I wrote these words over 10 years ago now, and I stand by every single word of them. I wrote them after three years eariler when on my own initiative I had approached in 2009, CERN, the world’s largest particle physics laboratory outside Geneva, Switzerland, with the idea of creating their own artistic programme colliding the imaginations of artists and scientists. I couldn’t think of a place more perfect on the planet for generating creativity and accelerating the imagination than this extraordinary laboratory which focusses on uncovering new understanding and evidence about how our universe began. It is at these places which are at the frontiers of knowledge where creativity can flourish, and particularly by curating artists in these spaces. This is what the Swiss organisation Artists-in Labs (AIL) programme so wonderfully and inspirationally pioneered since its founding in 2003. And it is what Arts at CERN does to this day also.

I still stand by the absolute need for artists to be propelled into the unknown – to get lost – albeit with a curator there to hold them in the terrifying space where in the case of CERN for example there may be the talk of wimpzillas and quarks which sound like something from Science Fiction or Alice in Wonderland. After all, it is only by going into the unknown that we learn to walk when we are children by falling down and then getting up again.  We test gravity before we intellectually know it exists. We need this child-like play which has so much intelligence in it for artists to be reborn and renewed creatively. And not just artists – all of us too – for a joyful, curious life.

However, now more than ever, artists need something more. Time, space and most of all peace to think, feel, play and sense again. To literally come to their senses. Peace comes from being in nature and the natural world – feeling a sense of belonging with all ones five senses – sight, touch, smell, hearing, and taste – connecting with the environment around us and our planet. This sense of connection to our environment and all entities, whether sentient or not, is being increasingly lost in our hyper-mediated world of smart phones, our outsourced memory thanks to google, laptops and tablets.

I end this reflection with a piece I curated and produced by the artist Emma Critchley, who works with cameras underwater and is a trained diver. It was the result of the Earth Water Sky environmental arts and science research, production and commissioning residency which I founded and which I direct for the Science Gallery International network. It illustrates what can come out of residencies.

Emma was paired with the Italian climatologist Professor Carlo Barbante. She researched into his work with the Ice Memory project – which is building an archive of ice cores drilled out of glaciers which  each contain bubbles holding in perfect suspension the composition of the earth’s atmosphere of up to 2 million years ago. These ice cores will be stored in Antartica and be accessible to all.

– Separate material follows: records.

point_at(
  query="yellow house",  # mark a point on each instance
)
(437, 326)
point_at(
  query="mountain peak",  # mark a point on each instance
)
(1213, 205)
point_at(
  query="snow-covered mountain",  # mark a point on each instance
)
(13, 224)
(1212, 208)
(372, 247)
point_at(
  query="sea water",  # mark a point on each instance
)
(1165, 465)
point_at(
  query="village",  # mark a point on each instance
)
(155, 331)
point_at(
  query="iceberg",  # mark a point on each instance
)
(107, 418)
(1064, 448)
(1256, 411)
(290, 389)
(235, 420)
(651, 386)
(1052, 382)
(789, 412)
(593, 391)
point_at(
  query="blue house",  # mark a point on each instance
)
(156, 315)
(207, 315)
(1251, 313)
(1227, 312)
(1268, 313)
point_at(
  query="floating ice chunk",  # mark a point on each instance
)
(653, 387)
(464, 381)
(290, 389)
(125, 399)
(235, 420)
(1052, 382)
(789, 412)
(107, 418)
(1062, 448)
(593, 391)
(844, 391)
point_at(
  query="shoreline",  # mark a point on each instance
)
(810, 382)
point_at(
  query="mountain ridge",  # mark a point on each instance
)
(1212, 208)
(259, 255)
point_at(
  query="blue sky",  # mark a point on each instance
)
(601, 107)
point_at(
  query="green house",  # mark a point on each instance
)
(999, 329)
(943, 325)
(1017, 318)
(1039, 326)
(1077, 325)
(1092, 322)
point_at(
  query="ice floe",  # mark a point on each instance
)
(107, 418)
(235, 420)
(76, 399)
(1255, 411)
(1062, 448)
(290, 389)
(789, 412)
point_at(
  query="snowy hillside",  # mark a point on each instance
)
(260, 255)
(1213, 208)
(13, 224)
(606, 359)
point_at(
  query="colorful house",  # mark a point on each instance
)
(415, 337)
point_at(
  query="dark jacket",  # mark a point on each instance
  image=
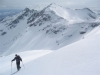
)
(17, 58)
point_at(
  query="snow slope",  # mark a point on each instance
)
(49, 29)
(28, 56)
(79, 58)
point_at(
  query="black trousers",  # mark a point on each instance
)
(18, 65)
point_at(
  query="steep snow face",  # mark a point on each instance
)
(10, 12)
(72, 15)
(45, 29)
(79, 58)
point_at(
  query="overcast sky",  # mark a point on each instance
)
(21, 4)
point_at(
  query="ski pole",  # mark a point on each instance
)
(23, 64)
(11, 67)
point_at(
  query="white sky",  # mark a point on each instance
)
(21, 4)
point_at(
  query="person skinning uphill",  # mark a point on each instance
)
(18, 59)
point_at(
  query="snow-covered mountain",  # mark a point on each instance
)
(8, 12)
(79, 58)
(51, 28)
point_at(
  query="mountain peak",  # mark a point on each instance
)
(27, 9)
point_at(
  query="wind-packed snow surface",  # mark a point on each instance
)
(79, 58)
(49, 29)
(53, 41)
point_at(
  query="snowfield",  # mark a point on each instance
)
(53, 41)
(79, 58)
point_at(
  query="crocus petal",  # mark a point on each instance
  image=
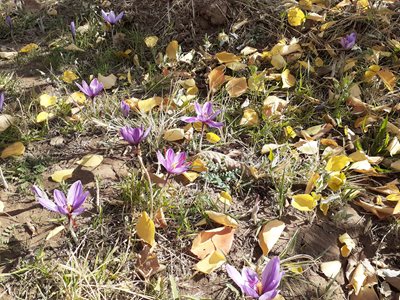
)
(105, 15)
(61, 201)
(269, 295)
(119, 17)
(271, 276)
(42, 198)
(207, 109)
(189, 119)
(146, 133)
(160, 158)
(78, 211)
(214, 124)
(249, 291)
(81, 88)
(170, 156)
(235, 276)
(198, 108)
(250, 278)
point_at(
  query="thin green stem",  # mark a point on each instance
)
(201, 137)
(148, 179)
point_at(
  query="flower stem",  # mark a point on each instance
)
(201, 137)
(72, 231)
(139, 154)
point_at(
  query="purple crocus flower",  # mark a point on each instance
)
(134, 136)
(69, 206)
(125, 108)
(205, 115)
(2, 98)
(110, 17)
(91, 90)
(348, 41)
(250, 284)
(9, 22)
(73, 30)
(174, 163)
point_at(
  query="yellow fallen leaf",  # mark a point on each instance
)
(225, 198)
(54, 232)
(211, 262)
(236, 66)
(6, 121)
(15, 149)
(371, 72)
(337, 163)
(151, 41)
(348, 244)
(270, 234)
(256, 82)
(216, 78)
(331, 268)
(62, 175)
(146, 229)
(250, 118)
(306, 4)
(212, 138)
(388, 79)
(358, 278)
(148, 104)
(43, 116)
(336, 180)
(362, 4)
(69, 76)
(288, 80)
(90, 160)
(236, 87)
(226, 57)
(191, 176)
(107, 81)
(47, 100)
(296, 17)
(304, 202)
(28, 48)
(208, 241)
(278, 61)
(198, 165)
(8, 55)
(222, 219)
(175, 134)
(77, 98)
(172, 50)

What Emma’s installation does so wonderfully is make the link visually and aurally between the human body and the body of the glacier and the words from peoples who live next to glaciers in Peru and Tanzania. All are witnesses of how we are interconnected in our world – one having an impact on the other. Bubbles of breath from the dancers underwater echo the breath of the earth contained in the ice cores. The flailing body of a dancer who is literally out of their depth having never trained to dance underwater before, becomes also a metaphor for our times as we try to find our way through it. This moving installation which world premiered at the 2021 Venice Architecture Biennale and was exhibited in both the physical and virtual official Italian pavilion, is the result of two months deep research, time and space, with play and ideas. Residencies are now needed like they have never been before to accelerate creativity to new dimensions, depths and awarenesses which can sustain and inspire our societies in the challenging years ahead.